If you find yourself in need of a tool that can change BIOS settings while you are still booted into the operating system, look no further. syscfg is a powerful tool provided by DTK (Dell Toolkit) that allows you to do just that. This article will cover using syscfg to change the number of CPU cores that are presented to the operating system.


Obtain DTK

  • If you are using PCM 1.2a, follow these instructions, if you are using PCM 1.2b DTK is already packaged.

1. Click on "Drivers and Downloads"
2. Click on "Change Your Product" and select the server you are using.
3. Change your "Operating System" to "Red Hat Enterprise Linux"
4. Select "Systems Management" from the bottom of the page to expand that category
5. Proceed to download the "OpenManage Deployment Toolkit"
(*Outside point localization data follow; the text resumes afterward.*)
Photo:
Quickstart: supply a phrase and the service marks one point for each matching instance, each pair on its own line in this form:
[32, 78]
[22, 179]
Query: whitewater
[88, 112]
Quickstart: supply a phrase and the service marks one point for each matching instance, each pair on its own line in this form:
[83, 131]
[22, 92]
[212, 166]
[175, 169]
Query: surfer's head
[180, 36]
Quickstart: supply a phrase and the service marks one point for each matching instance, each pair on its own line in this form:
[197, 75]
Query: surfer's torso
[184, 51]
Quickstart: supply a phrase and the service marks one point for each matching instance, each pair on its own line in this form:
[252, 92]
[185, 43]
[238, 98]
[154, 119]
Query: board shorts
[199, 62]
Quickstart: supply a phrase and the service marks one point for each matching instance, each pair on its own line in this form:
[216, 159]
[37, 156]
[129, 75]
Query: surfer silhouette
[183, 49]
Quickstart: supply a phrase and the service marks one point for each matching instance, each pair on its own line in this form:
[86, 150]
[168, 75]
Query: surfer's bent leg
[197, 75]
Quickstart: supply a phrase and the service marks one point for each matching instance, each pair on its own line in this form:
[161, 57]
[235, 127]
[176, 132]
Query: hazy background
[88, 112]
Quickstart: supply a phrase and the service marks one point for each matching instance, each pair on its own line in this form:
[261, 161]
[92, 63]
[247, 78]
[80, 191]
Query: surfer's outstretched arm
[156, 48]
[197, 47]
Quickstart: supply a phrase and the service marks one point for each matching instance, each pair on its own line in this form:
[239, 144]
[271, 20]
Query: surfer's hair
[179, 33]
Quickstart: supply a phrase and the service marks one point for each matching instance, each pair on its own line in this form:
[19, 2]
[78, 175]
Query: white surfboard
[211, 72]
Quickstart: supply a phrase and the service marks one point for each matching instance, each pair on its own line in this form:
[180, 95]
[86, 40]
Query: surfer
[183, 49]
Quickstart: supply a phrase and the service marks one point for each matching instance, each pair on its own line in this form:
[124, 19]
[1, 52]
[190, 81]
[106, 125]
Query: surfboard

Environment for this exercise

  • Hardware
    • Frontend: PER710
    • Compute Nodes: PER410



  • Cluster Middleware (you can test with either)
    • PCM 1.2a
    • For PCM 1.2b, DTK is already packaged.
  • ClusterCorp Rocks+
    • DTK is already bundled with the solution and is installed on every node in the cluster at /opt/dell/toolkit/bin
    • Follow the steps below starting at step 5 and use the "tentakel" command instead of the "pdsh -a" command.

Process

1. Copy DTK to root's home directory on the installer node (for our example)

2. Mount the .iso as a loopback device

# mkdir 1; mount -o loop dtk_3.1.1_165_Linux.iso 1


3. You want to get the dell-toolkit.rpm package and put it on a NFS share

# mkdir /home/apps; cp /root/1/tools/dell-toolkit.rpm /home/apps/.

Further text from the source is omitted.